All of those glowing words are true but life with my daughter is not easy. She is a test to every resolve and bits of knowledge that I have. Like every child she knows how to push my buttons. We have spent countless hours at doctors’ appointments and therapies. At three she started to have seizures. They have become a regular part of our lives. She has a hard time breathing when she is having a big seizure and death has been at our doorstep more than once. At 8 we are still in the potty wars. Language is still a struggle. She can rage and storm when she doesn’t want to do something for longer than you think is possible. We had to wait and work hard for every developmental milestone. There are many that we may never see.

Life with our girl is not easy. It is not what we imagined or what we expected it to be. It is better. I’m not sure that I could have been her mama if I had not had the gospel in my life. The knowledge that she was coming to our home was one of the most powerful and sure revelations I have ever received. There are no words to describe the joy of taking her to the temple and having her sealed to us. We have participated in miracle after miracle.

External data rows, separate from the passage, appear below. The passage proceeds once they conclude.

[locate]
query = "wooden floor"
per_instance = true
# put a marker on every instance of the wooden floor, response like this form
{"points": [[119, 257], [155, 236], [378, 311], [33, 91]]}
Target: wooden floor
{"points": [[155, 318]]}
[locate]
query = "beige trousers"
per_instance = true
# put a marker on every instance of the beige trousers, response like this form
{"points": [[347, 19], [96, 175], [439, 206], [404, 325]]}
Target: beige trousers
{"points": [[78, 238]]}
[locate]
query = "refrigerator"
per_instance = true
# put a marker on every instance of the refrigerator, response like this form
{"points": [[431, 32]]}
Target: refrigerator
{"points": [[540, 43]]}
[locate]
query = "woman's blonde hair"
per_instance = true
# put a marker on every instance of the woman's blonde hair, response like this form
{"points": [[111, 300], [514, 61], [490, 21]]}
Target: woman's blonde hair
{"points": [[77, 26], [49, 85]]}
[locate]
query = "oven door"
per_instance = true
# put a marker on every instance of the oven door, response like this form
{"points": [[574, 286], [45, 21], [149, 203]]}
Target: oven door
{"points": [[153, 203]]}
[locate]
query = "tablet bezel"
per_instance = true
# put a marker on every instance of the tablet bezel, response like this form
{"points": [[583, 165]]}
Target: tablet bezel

In the eternal minutes of a seizure I have come to understand the loneliness of the atonement when even the Father had to stand back and let His Son pay that awful price of our progression. I had to have great faith in her coming to my family. I have had to have greater faith in the miracles required for her daily life and protection. I cannot say how excited Tevin and I are for Resurrection Day! It is the day that we get to meet our girl with a whole mind and a whole body.

In the adoption world we have to fill out a paper that states our preferences for everything from gender and race to diseases and disabilities we are willing to take on. It was horrible to try to decide and our fears told us that we didn’t want anything to be wrong or out of the ordinary. In the end we tried to be open and to trust in Heavenly Father’s plan for our family. He made a choice that our fears would not have let us make and I cannot imagine any other life. He helped me to do and to be more than I imagined possible. I have been entrusted to be the mother of my valiant spiritual sister. I have never felt more inadequate but through the atonement my capacity has been increased. Every day I watch my girl work hard to learn and grow. She is amazing. Every day I work hard too. I am learning and growing too. Maybe, just maybe, I’ll get to be amazing too.